Sepha’s heart sank. She leaned back and nearly fell over. Things started to fall into place, things hidden behind misinformation. She was their attack dog. The Resistance’s pawn. The vaccines were replaced, meddled with? And now the information she was provided, the blueprints, the objective, also showed that she was being played. But by who?
“Cora! Answer me.” Sepha didn’t care if the patients were watching. The icon showing her AI’s presence was grayed out. Cora was always available and only went down for scheduled maintenance, usually late at night.
“Talk to me, Cora.” She wanted answers but no response came. A burden weighed down her chest, like a growing, nagging feeling that she was alone, abandoned by the people and the AI that she trusted for so long. But she wasn’t alone, not really.
She stared at the girl’s face who appeared confused by Sepha’s sadness. “It’s okay.” Said the girl. “I was scared too at first.”

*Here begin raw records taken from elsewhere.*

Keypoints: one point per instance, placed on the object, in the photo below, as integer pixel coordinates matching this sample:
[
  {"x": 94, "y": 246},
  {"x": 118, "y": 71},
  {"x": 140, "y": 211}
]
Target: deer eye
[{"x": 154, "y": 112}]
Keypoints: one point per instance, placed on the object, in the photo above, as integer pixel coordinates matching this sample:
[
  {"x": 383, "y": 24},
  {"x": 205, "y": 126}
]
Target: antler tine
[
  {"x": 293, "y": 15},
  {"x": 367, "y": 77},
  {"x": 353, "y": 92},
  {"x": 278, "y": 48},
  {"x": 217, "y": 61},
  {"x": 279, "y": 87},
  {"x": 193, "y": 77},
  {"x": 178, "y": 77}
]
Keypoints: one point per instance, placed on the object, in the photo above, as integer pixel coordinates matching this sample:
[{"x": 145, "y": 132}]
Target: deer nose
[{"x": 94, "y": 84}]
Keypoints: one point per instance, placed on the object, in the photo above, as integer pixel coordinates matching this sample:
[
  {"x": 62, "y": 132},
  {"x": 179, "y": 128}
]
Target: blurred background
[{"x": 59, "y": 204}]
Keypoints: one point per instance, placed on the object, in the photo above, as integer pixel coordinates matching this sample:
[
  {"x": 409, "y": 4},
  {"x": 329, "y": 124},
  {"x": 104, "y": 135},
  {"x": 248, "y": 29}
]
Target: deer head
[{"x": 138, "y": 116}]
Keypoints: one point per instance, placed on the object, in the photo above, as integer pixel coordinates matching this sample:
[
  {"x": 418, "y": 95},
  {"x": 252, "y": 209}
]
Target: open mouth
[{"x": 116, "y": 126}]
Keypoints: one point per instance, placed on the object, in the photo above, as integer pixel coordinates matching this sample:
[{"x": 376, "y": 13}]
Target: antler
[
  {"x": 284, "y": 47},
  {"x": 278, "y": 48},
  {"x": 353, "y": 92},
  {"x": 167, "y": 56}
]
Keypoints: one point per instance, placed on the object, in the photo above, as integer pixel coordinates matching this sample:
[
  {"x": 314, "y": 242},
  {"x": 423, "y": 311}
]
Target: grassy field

Sepha touched the girl’s face, rubbing her cheeks where the wrinkles scarred her forever. She could have left her here, left them all here to suffer alone in a cage away from the world’s eyes but where would she go? Back to the world that didn’t care, to the existence of deception and lies? These people needed help, needed to know the truth, needed reassurance and kindness, not a terrorist group trying to create chaos and disorder in the name of the people. To seek blame where there was none.
And then she felt her own scars and considered what brought her here in the first place. Motivation brought about by deceit. She looked at the others, with the same scars, who looked at each other with compassion and understanding. She wanted that feeling and realized she was right where she needed to be. A place where she always belonged, a safe place, a place where people could recover from the damages of the world’s lies. Scars, she thought as she removed her backpack, are not what make us weak. They were what make us strong.